Изредка доносятся звуки, напоминающие о том, где я нахожусь. Стоит к ним прислушаться – и поневоле содрогнешься: где-то бьют кулаком в стену, в другой стороне кто-то бормочет, а потом все это разряжается истошным воплем, и нависает мертвая тишина. Как будто мир вокруг засыпает, истощив последние силы.
Но вот в коридоре зазвенели цепи – тонкий, воздушный звук, похожий на перезвон серебряных колокольчиков.
Грима ведет знакомый мне санитар Плит – рыжий громила с бритым черепом и козлиной бородкой.
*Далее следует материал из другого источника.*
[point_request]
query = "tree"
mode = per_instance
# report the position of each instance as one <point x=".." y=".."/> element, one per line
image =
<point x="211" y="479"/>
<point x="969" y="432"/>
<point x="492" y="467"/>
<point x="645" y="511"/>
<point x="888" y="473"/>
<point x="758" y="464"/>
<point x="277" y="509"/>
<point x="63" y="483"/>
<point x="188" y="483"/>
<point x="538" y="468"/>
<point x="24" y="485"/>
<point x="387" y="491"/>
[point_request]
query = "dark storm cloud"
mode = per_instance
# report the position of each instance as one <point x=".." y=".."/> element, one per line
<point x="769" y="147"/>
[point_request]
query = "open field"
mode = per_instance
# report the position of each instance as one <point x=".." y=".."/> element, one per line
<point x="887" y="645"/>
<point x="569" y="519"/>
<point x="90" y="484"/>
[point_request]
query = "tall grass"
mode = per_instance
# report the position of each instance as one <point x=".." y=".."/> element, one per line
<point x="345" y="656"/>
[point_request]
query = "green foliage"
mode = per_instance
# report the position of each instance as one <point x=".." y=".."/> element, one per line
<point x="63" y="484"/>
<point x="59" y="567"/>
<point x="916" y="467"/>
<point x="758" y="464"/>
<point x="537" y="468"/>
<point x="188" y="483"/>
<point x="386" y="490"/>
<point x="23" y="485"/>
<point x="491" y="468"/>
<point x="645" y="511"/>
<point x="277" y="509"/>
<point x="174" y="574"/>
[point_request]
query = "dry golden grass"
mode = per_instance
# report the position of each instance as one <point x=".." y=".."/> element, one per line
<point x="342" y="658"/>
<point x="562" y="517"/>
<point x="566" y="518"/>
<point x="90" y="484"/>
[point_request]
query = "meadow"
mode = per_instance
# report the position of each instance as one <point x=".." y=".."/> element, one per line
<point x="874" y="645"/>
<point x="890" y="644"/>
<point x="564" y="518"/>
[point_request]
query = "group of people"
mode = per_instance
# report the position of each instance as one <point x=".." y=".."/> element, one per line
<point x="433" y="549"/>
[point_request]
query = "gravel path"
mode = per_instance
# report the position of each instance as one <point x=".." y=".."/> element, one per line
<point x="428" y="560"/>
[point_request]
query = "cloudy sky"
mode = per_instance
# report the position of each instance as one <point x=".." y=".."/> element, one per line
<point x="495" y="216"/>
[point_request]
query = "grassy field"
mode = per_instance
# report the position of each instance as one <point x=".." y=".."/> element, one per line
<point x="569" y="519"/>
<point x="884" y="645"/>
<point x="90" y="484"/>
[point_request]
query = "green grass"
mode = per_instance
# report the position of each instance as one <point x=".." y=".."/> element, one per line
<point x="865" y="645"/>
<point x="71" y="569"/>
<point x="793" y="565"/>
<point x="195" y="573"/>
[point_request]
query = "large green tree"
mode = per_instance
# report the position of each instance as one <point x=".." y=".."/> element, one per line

Одно время наши пути пересекались: у Плита богатое бандитское прошлое, одно время он был причастен едва ли не к каждому второму убийству или ограблению в Стокгольме. Но потом попал под реабилитационную программу полицейского управления и, задействовав кое-какие старые связи, устроился санитаром в психиатрическое отделение Святого Георгия, где и получил прозвище Плит. Думаю, не последнюю роль здесь сыграло и его телосложение.
– Лео Юнкер, – говорит он. – Давненько… рад тебя видеть.
– Аналогично. – Я протягиваю ему руку.
У Плита крепкое рукопожатие – признак внутренней уравновешенности.